Iconic African-American magazine Ebony is back in the news after former employees accuse the publication of unpaid wages and fraud.
According to The Root, the historic publication is once again headed back to court after former employees claimed that they were unpaid for work, laid off unfairly and that their 401k was not company-matched per the employment agreement.
The complaint, which was filed on Wednesday (Sept. 25), names Ebony Media Operations LLC; CVG Group LLC; Michael Gibson, CVG Group co-founder and chairman; and Elizabeth Burnett, vice president of operations of CVG Group, as defendants and accuses them of “betraying the magazine’s employees and readers” by “engaging in a consistent pattern and practice of laying off their staff and failing to pay them their final wages.” Additionally, Ebony is accused of failing to reimburse employees for work-related expenses or pay out their unused vacation days.

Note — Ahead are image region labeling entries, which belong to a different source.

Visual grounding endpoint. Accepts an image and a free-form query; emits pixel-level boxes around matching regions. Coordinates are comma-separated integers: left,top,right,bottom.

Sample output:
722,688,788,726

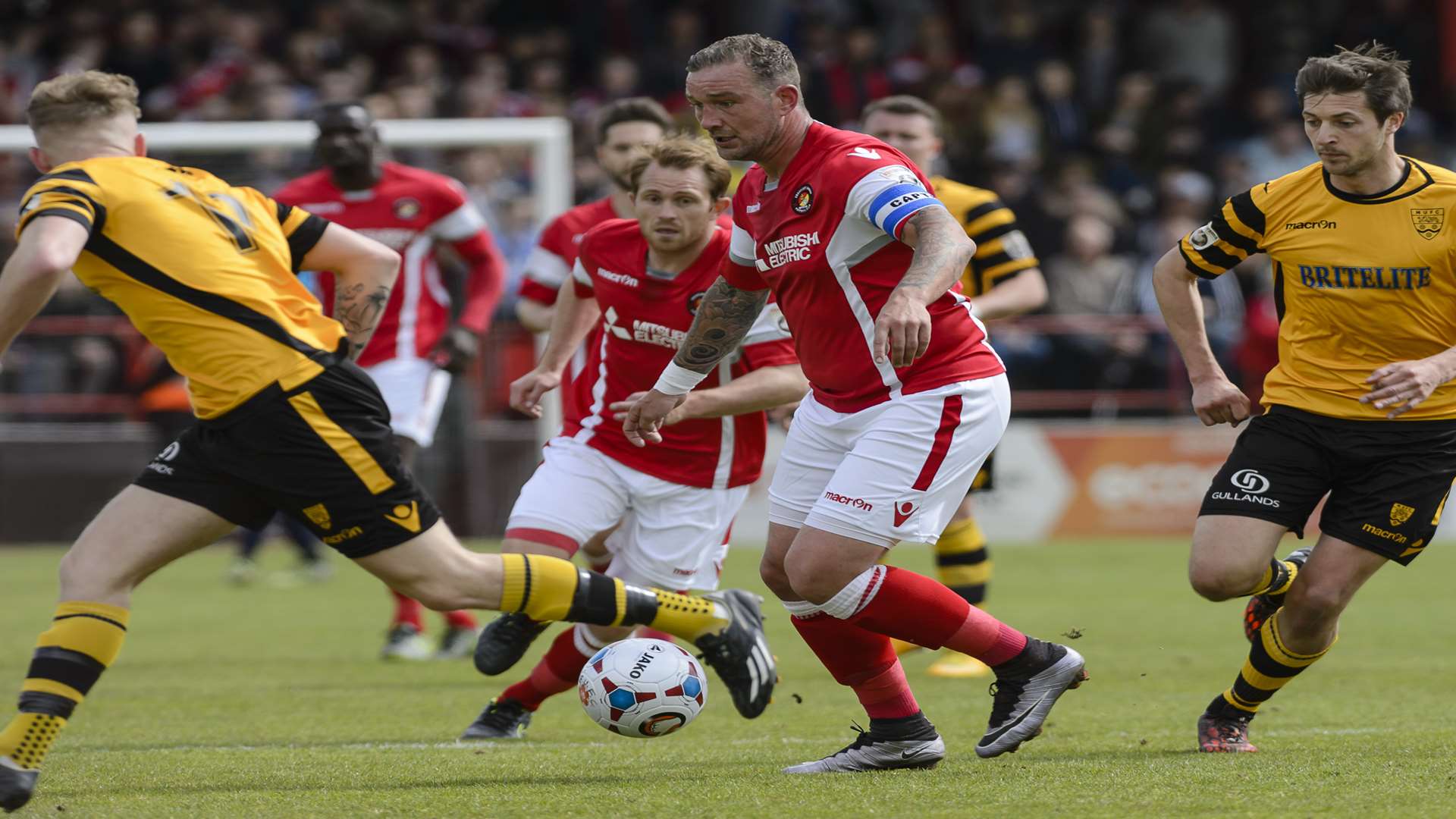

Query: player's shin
500,554,733,642
0,601,128,770
1209,612,1334,718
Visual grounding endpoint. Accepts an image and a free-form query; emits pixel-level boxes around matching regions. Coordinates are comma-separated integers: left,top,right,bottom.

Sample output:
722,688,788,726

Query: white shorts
505,438,748,590
364,359,450,449
769,375,1010,548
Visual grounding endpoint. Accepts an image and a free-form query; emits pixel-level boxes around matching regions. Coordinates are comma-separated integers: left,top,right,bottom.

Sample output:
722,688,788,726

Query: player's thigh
611,472,748,592
769,394,855,529
354,520,504,610
222,363,440,558
1190,408,1334,574
60,485,234,606
505,438,630,555
366,359,450,449
799,376,1010,548
1320,421,1456,566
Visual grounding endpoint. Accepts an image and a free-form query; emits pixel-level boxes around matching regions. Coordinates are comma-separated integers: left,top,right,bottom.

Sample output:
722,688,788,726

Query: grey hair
687,33,799,90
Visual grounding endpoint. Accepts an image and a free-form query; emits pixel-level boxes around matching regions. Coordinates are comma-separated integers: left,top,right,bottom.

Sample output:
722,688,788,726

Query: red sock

The lawsuit also alleges that Ebony committed fraud by failing to match 401k contributions, in addition to failing to reimburse employees for payroll deductions that were never actually invested into 401k accounts.
The lawsuit comes just one week after Linda Johnson-Rice, daughter of the magazine’s founder decided to step down effective immediately from the magazine’s board claiming that the direction of the magazine did not go according to what she had envisioned.
“When I agreed to continue on with the companies after the sale to the CVG Group, I did so hopeful that the Ebony and Jet brands would continue to be a dominant and positive force in the African American community,” Johnson Rice said in the email obtained by the Chicago Tribune. “Obviously, despite my hopes, the last three years did not result in what I envisioned when the transition occurred, and because of that, I have made the decision to move on.”
Although the reasoning behind the resignation is unclear, what is clear is that the publication has been having staffing and legal issues since the company was bought by Texas investment group CVG in 2016. As previously reported, in 2017 freelancers and former employees started the viral hashtag #EbonyOwes before filing a lawsuit for unpaid wages. The employees were awarded nearly $80,000 in 2018 and Ebony laid off its entire digital staff before going on a print hiatus in the Spring of this year.